In the past they've suspended many daily papers, including some of the most respected, such as Essahafa, Algérie Aujourd'hui, L'Opinion and El Hadath, as well as the weeklies Al-Maw'id, Lettre de l'Atlas, Coulisses and Nouveau Matin. Several dailies were suspended in 2003, officially because they were in debt but also because they'd irritated the authorities.
My show trial lasted three hours, on 24 May. Fourteen charges were made and I could see it'd all been illegally arranged in advance. While I was been in prison, four detention orders were issued in record time based on false accusations and invented evidence, especially after live TV statements by Bouteflika and the justice and information ministers.

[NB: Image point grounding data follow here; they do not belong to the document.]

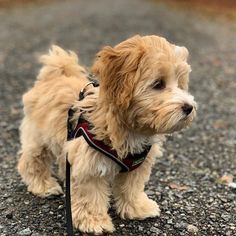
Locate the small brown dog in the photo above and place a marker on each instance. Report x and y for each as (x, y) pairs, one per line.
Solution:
(143, 95)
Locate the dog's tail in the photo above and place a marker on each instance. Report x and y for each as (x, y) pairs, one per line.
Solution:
(59, 62)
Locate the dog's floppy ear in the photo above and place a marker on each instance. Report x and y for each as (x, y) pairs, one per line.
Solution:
(181, 53)
(182, 67)
(116, 70)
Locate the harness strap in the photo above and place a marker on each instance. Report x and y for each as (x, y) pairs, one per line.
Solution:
(68, 200)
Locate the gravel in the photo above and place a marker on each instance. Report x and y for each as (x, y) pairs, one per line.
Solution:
(194, 159)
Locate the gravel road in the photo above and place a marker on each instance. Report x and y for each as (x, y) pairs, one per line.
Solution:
(186, 181)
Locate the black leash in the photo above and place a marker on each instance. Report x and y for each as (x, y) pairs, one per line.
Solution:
(68, 201)
(68, 170)
(68, 198)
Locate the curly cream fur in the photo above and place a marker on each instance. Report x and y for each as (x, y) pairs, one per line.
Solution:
(127, 113)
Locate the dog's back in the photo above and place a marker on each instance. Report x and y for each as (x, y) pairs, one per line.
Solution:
(43, 129)
(56, 89)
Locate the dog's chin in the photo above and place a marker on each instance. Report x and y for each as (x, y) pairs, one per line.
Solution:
(182, 122)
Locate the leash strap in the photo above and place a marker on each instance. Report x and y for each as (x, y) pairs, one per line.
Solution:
(68, 200)
(69, 223)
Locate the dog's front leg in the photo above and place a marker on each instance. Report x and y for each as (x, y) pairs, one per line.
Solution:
(90, 202)
(130, 199)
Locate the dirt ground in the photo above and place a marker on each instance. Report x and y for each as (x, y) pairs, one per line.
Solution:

I'd overstepped the mark in the government's eyes. Rights activists and the Algerian Human Rights League (LADDH) have been calling for years for respect for basic rights. They denounce bureaucratic and police abuses and administrative incompetence. The regime relies at local level on shady businessmen and special interests protected by officials who claim to represent the government.
In my articles, I investigated the mysterious death of 13 babies at Djelfa hospital, the occasional use of torture by the authorities, the waste of public money and the humiliating and cowing of ordinary citizens.
This was the last straw for the authorities. The LADDH statements I wrote, my articles in various daily and weekly papers as well as magazines, plus some interviews in which I criticised the deplorable and disgraceful situation, all angered powerful local figures, who prefer to have corrupt journalists who praise them to the skies. Reporting the facts honestly is very dangerous in Algeria. I realised this as I moved from paper to paper. I felt the injustice and pain suffered by ordinary people.
I suffered it myself when I was hauled into court and during six months of being moved from prison to prison waiting for legal decisions. However, I was also able to see at first hand what jail conditions were like and how prisoners were treated. I truly realised the extent of the mental and physical suffering of my compatriots.